Hace unos años, a los árabes de los petrodólares se les antojó el golf, como antes el fútbol. En 2021, el famoso PIF (Fondo de Inversión Pública, por sus siglas en inglés) de Arabia Saudí lanzó el LIV Golf Investments para crear un circuito alternativo a los tradicionales: el PGA Tour y el DP World Tour. Estos se resistieron y amenazaron con sanciones y maldiciones varias a los jugadores y torneos que se relacionaran con los advenedizos del LIV. Pero se ve que Augusta se considera por encima de estas vulgares rencillas. No le tembló el pulso lo más mínimo y decidió mantener sus propios criterios de clasificación, lo que ha permitido la presencia de jugadores como Dustin Johnson, Brooks Koepka, Sergio García o Jon Rahm, fichaje de 2023.

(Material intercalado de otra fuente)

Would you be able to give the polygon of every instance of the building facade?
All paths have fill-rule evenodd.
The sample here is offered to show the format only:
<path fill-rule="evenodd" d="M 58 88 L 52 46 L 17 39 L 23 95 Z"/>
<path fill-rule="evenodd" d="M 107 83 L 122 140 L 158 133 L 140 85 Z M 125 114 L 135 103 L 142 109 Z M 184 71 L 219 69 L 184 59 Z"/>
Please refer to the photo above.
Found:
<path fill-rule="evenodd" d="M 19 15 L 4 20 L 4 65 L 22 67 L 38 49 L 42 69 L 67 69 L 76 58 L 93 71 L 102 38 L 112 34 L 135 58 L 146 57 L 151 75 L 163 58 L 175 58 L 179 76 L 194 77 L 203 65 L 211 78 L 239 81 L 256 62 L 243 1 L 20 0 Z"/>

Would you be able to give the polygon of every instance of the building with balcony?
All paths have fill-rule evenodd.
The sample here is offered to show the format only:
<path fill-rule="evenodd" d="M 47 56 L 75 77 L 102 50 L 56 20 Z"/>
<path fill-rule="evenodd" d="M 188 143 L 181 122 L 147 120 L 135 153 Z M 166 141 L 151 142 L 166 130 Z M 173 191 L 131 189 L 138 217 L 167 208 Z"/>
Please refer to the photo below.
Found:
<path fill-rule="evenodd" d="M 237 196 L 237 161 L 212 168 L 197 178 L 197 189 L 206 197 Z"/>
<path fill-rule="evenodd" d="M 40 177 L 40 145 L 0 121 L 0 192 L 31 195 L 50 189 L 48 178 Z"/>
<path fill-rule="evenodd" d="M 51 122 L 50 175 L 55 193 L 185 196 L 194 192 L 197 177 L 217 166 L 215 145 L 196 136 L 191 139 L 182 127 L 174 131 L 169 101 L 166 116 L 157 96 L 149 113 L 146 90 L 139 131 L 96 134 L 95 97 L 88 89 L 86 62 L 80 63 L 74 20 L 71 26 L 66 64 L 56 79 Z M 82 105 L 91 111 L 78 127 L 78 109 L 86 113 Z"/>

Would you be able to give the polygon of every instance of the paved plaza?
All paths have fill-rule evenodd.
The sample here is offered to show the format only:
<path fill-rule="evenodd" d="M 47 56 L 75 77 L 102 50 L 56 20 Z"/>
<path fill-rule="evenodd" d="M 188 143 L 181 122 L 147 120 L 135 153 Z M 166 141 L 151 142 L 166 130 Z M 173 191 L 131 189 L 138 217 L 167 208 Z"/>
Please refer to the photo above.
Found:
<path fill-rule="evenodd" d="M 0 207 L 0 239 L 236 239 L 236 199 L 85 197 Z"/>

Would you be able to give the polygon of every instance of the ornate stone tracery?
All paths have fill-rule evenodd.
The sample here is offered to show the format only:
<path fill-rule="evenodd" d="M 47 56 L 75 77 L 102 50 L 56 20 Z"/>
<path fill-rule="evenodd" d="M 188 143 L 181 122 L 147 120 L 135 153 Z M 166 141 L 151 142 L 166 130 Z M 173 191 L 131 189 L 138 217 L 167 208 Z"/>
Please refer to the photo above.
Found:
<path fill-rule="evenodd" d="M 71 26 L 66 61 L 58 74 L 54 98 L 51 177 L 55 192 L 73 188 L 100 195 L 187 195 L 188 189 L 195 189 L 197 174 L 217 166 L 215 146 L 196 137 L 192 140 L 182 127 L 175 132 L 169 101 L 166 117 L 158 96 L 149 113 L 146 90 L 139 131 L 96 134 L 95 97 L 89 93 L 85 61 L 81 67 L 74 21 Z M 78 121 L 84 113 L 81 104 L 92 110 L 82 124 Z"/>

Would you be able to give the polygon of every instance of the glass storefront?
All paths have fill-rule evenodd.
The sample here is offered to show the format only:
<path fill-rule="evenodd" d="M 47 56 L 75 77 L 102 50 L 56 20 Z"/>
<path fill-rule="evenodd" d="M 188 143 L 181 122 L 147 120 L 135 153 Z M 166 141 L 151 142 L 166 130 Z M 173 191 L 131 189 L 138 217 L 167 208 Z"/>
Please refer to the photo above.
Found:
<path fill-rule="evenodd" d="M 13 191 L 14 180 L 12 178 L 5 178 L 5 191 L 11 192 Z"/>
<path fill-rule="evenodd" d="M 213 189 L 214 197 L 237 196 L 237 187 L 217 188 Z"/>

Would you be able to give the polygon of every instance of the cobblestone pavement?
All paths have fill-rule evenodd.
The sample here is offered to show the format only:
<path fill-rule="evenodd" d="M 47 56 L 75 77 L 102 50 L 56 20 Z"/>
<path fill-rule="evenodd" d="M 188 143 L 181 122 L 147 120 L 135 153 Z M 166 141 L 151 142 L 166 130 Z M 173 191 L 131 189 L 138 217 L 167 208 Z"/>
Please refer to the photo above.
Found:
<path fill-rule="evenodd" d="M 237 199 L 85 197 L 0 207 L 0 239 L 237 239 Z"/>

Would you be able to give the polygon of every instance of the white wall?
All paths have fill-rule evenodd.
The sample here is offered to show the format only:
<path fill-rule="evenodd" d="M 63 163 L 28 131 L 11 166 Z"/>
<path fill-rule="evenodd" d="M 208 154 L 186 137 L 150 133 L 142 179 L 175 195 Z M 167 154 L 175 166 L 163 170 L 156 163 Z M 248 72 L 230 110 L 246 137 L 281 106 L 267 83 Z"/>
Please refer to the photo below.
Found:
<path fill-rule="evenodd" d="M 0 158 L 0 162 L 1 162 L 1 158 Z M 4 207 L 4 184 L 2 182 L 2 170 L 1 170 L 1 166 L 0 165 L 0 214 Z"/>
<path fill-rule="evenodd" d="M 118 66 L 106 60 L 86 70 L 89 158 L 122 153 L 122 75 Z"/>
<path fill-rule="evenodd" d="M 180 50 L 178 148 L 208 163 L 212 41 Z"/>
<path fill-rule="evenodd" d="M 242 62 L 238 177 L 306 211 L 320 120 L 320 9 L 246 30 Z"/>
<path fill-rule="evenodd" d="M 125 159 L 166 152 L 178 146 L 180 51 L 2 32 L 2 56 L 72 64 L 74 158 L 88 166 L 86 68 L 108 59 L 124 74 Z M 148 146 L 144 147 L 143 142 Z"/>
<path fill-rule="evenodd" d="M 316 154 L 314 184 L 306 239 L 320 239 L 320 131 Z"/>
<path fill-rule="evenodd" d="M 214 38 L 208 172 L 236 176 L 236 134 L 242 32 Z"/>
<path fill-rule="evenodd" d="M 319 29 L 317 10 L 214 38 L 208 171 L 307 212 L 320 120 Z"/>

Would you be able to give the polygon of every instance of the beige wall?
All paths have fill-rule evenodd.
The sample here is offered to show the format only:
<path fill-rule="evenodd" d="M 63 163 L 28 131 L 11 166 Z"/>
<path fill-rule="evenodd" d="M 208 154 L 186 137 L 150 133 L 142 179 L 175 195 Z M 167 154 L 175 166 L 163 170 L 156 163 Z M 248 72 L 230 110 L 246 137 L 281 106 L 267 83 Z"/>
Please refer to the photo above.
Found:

La cosa se ha ido reconduciendo tras los primeros choques y empieza a haber acuerdos para fijar una convivencia pacífica entre antiguos y nuevos explotadores del muy rentable negocio del golf. La semana pasada, Dan Wetzel aseguró en ESPN que la batalla entre LIV y la PGA «parece zanjada». Según él, «el PGA Tour vuelve a llevar la iniciativa, tras haber frenado el impulso de LIV. Su golf es mejor. Su competición es mejor. Sus índices de audiencia televisiva son mejores. Y los mejores golfistas que en su día se marcharon están empezando a regresar». Por su parte, LIV «se ha consolidado como un circuito mundial capaz de organizar eventos de éxito, especialmente en lugares a los que no llega el PGA Tour. Ha celebrado 14 torneos en 10 países diferentes de los cinco continentes. Sin embargo, ya no supone una gran amenaza para la existencia del PGA Tour».
Mientras los demás se reajustan, el Augusta National Golf Club sigue a lo suyo, mirando por encima del hombro los mediocres tenderetes del prójimo.